The pain of losing her, and so quickly…it’s hard to put into words. The kids have so many questions. Hobbes, our 2-year old bordernese, is confused.

I wanted to post some pics of Hannah and share a few things about her.

She really was the sweetest dog, with big brown eyes that would melt your heart. She had this funny bark she’d make when she was excited. Imagine Scooby-Doo saying, “Bow-roo?!” Made us laugh every time. She always had a puppy-like quality about her, and loved prancing around the back yard. She obsessed on the lizards who live in the cracks in our yard walls and the ground squirrels who tunneled in our bushes. She was neurotic in a totally hilarious way. She hated the ice maker, the salad spinner, counting, singing, dancing. All of our videos from birthday parties, singing happy birthday, feature Hannah barking along. And counting…when we taught our kids how to count, we’d get to three or four, and she’d bark like crazy. Every morning she greeted me at my bedroom door. She would sit in front of me, put her paws up on my legs and bow her head down so I could scratch her neck.
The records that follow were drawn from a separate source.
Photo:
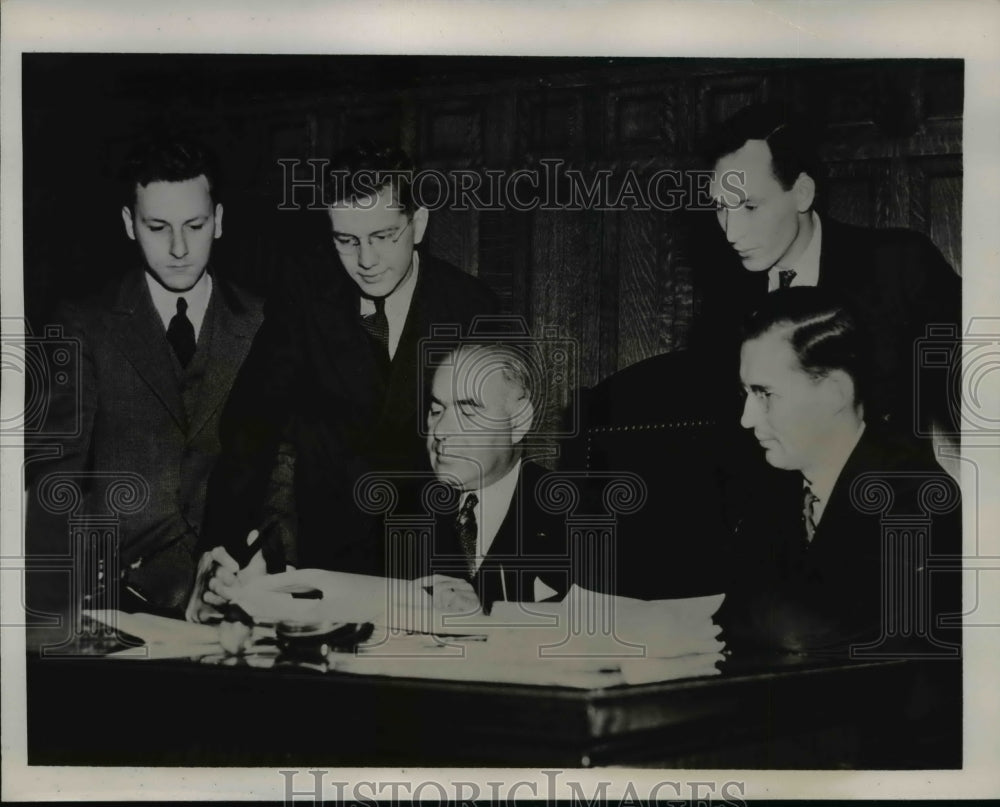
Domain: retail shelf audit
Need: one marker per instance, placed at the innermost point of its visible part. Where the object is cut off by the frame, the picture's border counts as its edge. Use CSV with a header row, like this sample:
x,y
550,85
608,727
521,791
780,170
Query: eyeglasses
x,y
351,244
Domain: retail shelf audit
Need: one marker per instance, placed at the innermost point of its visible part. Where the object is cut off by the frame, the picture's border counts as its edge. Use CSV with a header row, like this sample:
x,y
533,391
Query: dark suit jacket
x,y
897,283
827,594
530,544
313,380
142,414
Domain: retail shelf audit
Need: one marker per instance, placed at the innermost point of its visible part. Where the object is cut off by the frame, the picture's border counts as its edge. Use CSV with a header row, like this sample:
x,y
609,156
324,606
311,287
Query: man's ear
x,y
805,192
522,416
127,218
420,216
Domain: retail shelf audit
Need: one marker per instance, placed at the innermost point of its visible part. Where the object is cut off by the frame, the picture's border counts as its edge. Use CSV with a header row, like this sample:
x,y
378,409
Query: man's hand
x,y
451,595
217,580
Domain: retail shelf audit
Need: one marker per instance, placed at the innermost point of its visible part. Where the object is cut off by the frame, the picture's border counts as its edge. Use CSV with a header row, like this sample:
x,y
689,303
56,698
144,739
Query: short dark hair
x,y
366,168
792,144
821,330
169,159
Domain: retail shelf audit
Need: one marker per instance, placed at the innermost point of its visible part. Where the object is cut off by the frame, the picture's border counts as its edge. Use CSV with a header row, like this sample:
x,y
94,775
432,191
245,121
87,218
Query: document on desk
x,y
387,602
586,641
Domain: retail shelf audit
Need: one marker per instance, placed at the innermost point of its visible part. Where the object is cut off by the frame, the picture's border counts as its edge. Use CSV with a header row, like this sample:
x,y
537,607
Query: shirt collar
x,y
806,268
197,297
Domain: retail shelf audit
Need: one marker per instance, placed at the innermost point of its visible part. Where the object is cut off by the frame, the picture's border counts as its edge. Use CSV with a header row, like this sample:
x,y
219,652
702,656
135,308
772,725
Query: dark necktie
x,y
809,500
180,334
468,530
377,324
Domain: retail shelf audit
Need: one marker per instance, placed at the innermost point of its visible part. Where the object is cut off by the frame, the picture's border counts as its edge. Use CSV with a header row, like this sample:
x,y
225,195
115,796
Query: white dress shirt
x,y
806,268
197,297
826,478
491,509
397,306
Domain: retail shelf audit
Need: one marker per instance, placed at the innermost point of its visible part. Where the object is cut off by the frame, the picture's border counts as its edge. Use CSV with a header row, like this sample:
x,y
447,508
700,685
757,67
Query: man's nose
x,y
732,224
178,243
751,410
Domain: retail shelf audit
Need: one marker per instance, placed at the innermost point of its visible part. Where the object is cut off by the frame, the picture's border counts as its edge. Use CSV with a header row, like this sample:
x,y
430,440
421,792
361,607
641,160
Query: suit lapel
x,y
348,347
138,331
405,367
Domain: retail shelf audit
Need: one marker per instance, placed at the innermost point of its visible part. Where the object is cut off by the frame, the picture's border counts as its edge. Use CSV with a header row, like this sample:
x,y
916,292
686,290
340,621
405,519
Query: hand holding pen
x,y
219,576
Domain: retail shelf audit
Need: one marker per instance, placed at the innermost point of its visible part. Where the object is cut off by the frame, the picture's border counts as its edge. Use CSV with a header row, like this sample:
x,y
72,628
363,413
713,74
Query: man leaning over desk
x,y
331,390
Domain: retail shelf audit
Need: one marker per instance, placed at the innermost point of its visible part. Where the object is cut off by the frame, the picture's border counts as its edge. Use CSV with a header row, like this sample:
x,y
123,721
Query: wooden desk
x,y
762,712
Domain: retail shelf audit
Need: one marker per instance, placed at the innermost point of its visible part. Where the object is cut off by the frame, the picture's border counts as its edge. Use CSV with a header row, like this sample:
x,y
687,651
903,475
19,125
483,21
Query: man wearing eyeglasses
x,y
332,388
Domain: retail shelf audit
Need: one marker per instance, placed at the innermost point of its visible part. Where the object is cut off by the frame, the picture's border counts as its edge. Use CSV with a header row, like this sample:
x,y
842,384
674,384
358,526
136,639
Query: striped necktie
x,y
809,500
180,334
377,324
468,532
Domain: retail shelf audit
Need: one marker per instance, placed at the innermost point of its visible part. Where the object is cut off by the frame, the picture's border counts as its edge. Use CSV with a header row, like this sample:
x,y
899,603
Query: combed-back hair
x,y
822,332
792,144
163,158
364,169
518,365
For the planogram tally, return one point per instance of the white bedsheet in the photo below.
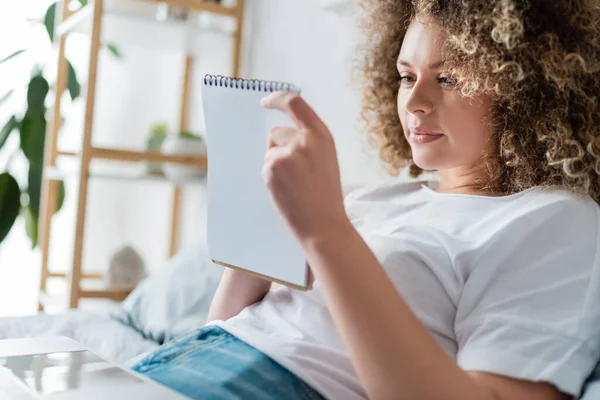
(98, 331)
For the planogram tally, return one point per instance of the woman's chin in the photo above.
(428, 162)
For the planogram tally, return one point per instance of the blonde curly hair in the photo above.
(538, 60)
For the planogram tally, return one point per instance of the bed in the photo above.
(171, 301)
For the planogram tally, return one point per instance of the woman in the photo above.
(484, 286)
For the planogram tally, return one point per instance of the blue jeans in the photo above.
(211, 364)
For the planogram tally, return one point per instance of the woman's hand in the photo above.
(301, 171)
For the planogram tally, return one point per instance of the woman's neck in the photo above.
(461, 180)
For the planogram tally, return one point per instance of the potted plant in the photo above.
(187, 143)
(24, 197)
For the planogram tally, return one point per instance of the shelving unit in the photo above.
(120, 27)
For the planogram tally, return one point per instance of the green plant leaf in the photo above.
(6, 96)
(49, 20)
(60, 201)
(16, 53)
(72, 84)
(114, 50)
(34, 187)
(31, 225)
(10, 203)
(190, 135)
(10, 126)
(36, 93)
(33, 135)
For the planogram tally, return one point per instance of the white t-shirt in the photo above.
(508, 285)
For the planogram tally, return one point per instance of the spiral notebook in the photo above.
(244, 229)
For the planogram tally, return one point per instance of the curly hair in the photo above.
(538, 60)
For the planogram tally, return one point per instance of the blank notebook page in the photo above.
(244, 229)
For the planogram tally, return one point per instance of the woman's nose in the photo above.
(420, 99)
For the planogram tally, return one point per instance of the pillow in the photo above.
(174, 299)
(592, 387)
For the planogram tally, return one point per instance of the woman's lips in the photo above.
(422, 136)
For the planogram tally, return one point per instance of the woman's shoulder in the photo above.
(558, 213)
(385, 188)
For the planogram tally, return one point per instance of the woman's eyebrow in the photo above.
(433, 65)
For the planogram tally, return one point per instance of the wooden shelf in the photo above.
(137, 156)
(182, 36)
(209, 25)
(85, 275)
(116, 294)
(55, 173)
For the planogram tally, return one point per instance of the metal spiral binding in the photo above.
(249, 84)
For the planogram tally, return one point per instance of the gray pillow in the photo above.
(592, 387)
(176, 298)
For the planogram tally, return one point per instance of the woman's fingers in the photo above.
(295, 106)
(281, 136)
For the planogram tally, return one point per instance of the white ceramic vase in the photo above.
(174, 144)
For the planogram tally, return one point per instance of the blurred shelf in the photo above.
(55, 173)
(121, 27)
(91, 288)
(85, 275)
(339, 6)
(137, 156)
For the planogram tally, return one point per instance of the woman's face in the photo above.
(445, 129)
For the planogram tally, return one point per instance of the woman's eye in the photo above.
(406, 79)
(447, 81)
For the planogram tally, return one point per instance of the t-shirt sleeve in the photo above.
(530, 306)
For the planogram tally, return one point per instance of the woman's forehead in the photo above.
(423, 42)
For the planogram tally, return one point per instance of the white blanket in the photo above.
(98, 331)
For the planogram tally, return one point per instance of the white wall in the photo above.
(298, 41)
(290, 41)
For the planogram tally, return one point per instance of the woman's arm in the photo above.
(393, 353)
(236, 291)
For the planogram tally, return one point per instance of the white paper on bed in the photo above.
(244, 229)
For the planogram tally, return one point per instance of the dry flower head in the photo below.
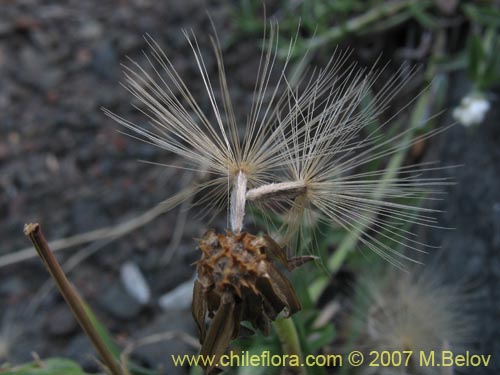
(301, 155)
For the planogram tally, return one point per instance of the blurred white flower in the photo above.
(472, 110)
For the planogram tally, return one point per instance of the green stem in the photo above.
(34, 232)
(290, 343)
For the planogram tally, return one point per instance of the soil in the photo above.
(65, 164)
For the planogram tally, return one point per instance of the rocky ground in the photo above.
(63, 163)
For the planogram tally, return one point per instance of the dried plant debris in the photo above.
(239, 280)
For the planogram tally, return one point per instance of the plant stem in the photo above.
(238, 201)
(290, 343)
(355, 24)
(34, 232)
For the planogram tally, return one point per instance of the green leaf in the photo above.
(321, 337)
(483, 15)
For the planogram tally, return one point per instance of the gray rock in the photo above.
(118, 303)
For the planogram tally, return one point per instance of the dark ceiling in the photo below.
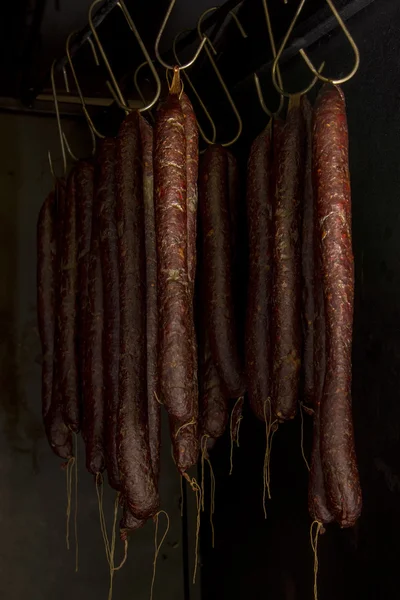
(35, 32)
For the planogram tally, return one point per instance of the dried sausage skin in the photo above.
(106, 215)
(46, 284)
(48, 280)
(133, 449)
(317, 501)
(307, 260)
(67, 313)
(287, 265)
(154, 408)
(259, 296)
(217, 256)
(213, 400)
(332, 187)
(176, 328)
(84, 192)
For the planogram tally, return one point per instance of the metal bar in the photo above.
(314, 34)
(80, 39)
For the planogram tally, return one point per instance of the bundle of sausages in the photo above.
(301, 287)
(118, 277)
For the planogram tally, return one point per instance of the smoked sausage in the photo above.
(332, 187)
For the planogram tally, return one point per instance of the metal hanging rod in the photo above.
(82, 37)
(315, 28)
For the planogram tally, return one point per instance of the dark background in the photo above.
(254, 557)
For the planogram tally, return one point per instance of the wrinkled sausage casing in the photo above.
(154, 408)
(259, 296)
(137, 482)
(217, 253)
(317, 501)
(48, 279)
(176, 328)
(67, 358)
(332, 186)
(84, 192)
(308, 260)
(93, 372)
(287, 266)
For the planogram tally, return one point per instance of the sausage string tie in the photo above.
(76, 505)
(157, 546)
(158, 399)
(181, 480)
(205, 458)
(112, 548)
(191, 422)
(314, 546)
(270, 428)
(68, 472)
(234, 438)
(302, 436)
(99, 492)
(197, 490)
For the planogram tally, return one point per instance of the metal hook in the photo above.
(256, 79)
(352, 44)
(60, 131)
(92, 128)
(218, 74)
(158, 39)
(118, 93)
(214, 132)
(278, 85)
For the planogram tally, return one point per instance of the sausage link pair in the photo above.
(217, 257)
(177, 344)
(84, 191)
(93, 376)
(332, 188)
(137, 481)
(106, 215)
(259, 296)
(154, 412)
(67, 347)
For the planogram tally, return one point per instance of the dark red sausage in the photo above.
(129, 523)
(217, 256)
(134, 460)
(84, 191)
(93, 381)
(213, 400)
(236, 417)
(67, 313)
(48, 279)
(332, 186)
(176, 329)
(185, 445)
(289, 162)
(317, 502)
(106, 208)
(154, 408)
(307, 261)
(259, 291)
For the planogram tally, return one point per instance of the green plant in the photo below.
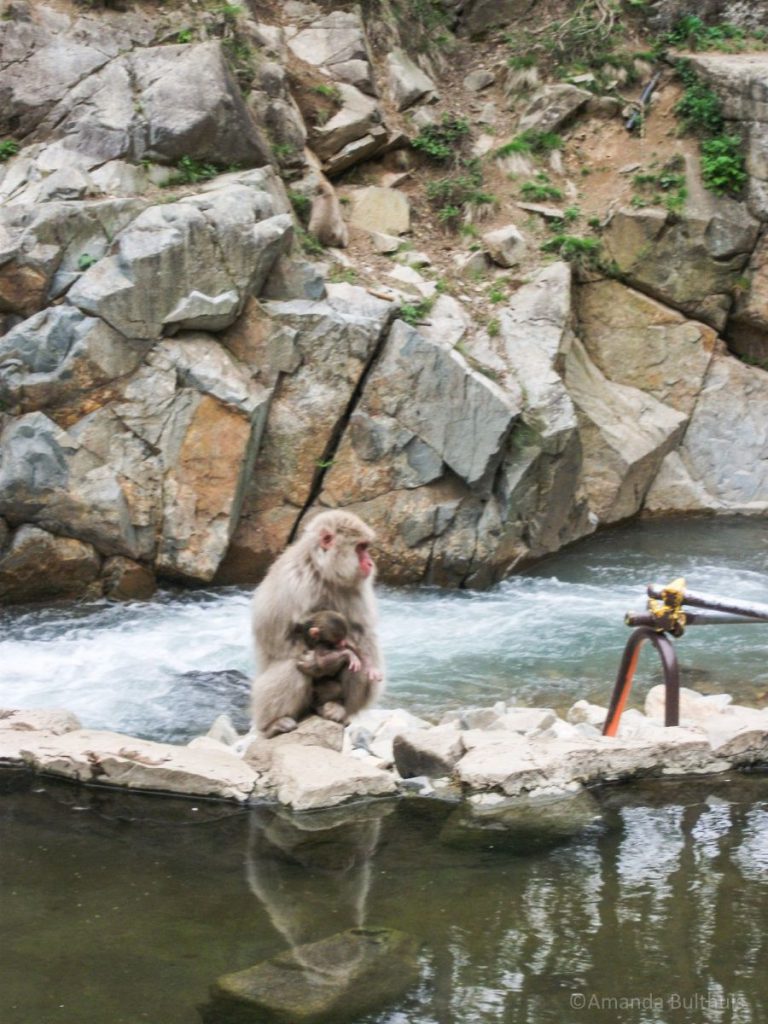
(540, 189)
(8, 147)
(441, 142)
(189, 171)
(573, 248)
(723, 165)
(342, 275)
(302, 206)
(414, 312)
(310, 245)
(329, 91)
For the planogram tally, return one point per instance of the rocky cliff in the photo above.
(404, 257)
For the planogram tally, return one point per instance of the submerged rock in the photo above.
(521, 826)
(336, 979)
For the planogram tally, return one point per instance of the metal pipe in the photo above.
(666, 650)
(695, 599)
(705, 617)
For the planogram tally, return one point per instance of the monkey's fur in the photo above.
(327, 567)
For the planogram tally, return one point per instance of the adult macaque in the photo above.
(329, 567)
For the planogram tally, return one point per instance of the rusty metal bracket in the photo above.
(623, 685)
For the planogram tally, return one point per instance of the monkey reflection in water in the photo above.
(312, 875)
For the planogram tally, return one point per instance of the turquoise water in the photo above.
(166, 669)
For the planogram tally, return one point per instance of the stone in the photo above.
(408, 83)
(357, 117)
(428, 752)
(478, 80)
(720, 465)
(40, 566)
(188, 264)
(339, 978)
(383, 210)
(305, 777)
(521, 826)
(552, 108)
(53, 720)
(59, 353)
(506, 246)
(124, 580)
(337, 43)
(691, 260)
(322, 348)
(161, 101)
(92, 756)
(625, 433)
(636, 341)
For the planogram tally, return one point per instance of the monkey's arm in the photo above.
(326, 663)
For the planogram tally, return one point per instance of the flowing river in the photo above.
(121, 908)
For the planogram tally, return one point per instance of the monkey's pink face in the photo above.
(365, 559)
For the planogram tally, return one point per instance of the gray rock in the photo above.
(58, 354)
(187, 264)
(625, 433)
(408, 83)
(553, 108)
(478, 80)
(337, 43)
(163, 101)
(522, 826)
(54, 720)
(37, 565)
(506, 246)
(429, 752)
(338, 978)
(91, 756)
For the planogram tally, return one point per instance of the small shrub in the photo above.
(189, 171)
(723, 165)
(414, 312)
(8, 147)
(442, 142)
(573, 248)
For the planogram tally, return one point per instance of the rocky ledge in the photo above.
(485, 755)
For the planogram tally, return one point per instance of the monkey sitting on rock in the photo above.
(329, 650)
(329, 566)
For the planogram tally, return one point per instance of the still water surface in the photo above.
(121, 909)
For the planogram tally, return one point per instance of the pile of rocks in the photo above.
(486, 755)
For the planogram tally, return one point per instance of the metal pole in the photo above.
(666, 650)
(705, 617)
(697, 600)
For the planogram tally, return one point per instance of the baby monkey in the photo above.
(329, 650)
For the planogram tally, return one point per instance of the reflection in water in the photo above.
(127, 908)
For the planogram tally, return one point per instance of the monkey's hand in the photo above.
(353, 662)
(373, 674)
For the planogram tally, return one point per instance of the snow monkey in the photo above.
(329, 566)
(328, 651)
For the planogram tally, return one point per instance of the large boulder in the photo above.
(321, 351)
(722, 462)
(189, 264)
(160, 102)
(691, 261)
(337, 44)
(44, 249)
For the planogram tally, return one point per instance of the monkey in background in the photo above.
(330, 566)
(329, 650)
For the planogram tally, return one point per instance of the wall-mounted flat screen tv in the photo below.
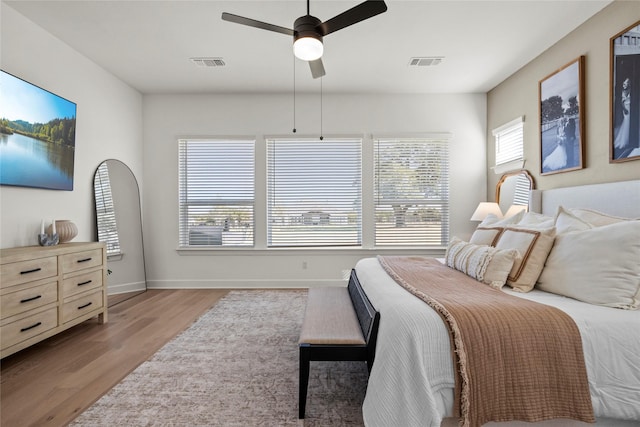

My husband would joke that she looked like she was worshipping me. “Oh great mom…” Every night I’d fluff up her blanket and tuck her in. She’d snuggle her head in my hands and I’d tell her, “Good night, sweet girl. Mama loves you.” The same words I said when she passed away.

It’s going to be difficult getting used to not having her around. Even as I type this, we’re trying to figure out the new morning routine. Hobbes keeps going in and out the back door, looking for her, I think. This is hard. I know time will help, but I miss my girl.

Last night at bedtime, my daughter was crying and questioning and angry. I told her the story about the fortune cookie I got after Holly died. It was good to remember, and I do believe we’ll see them again.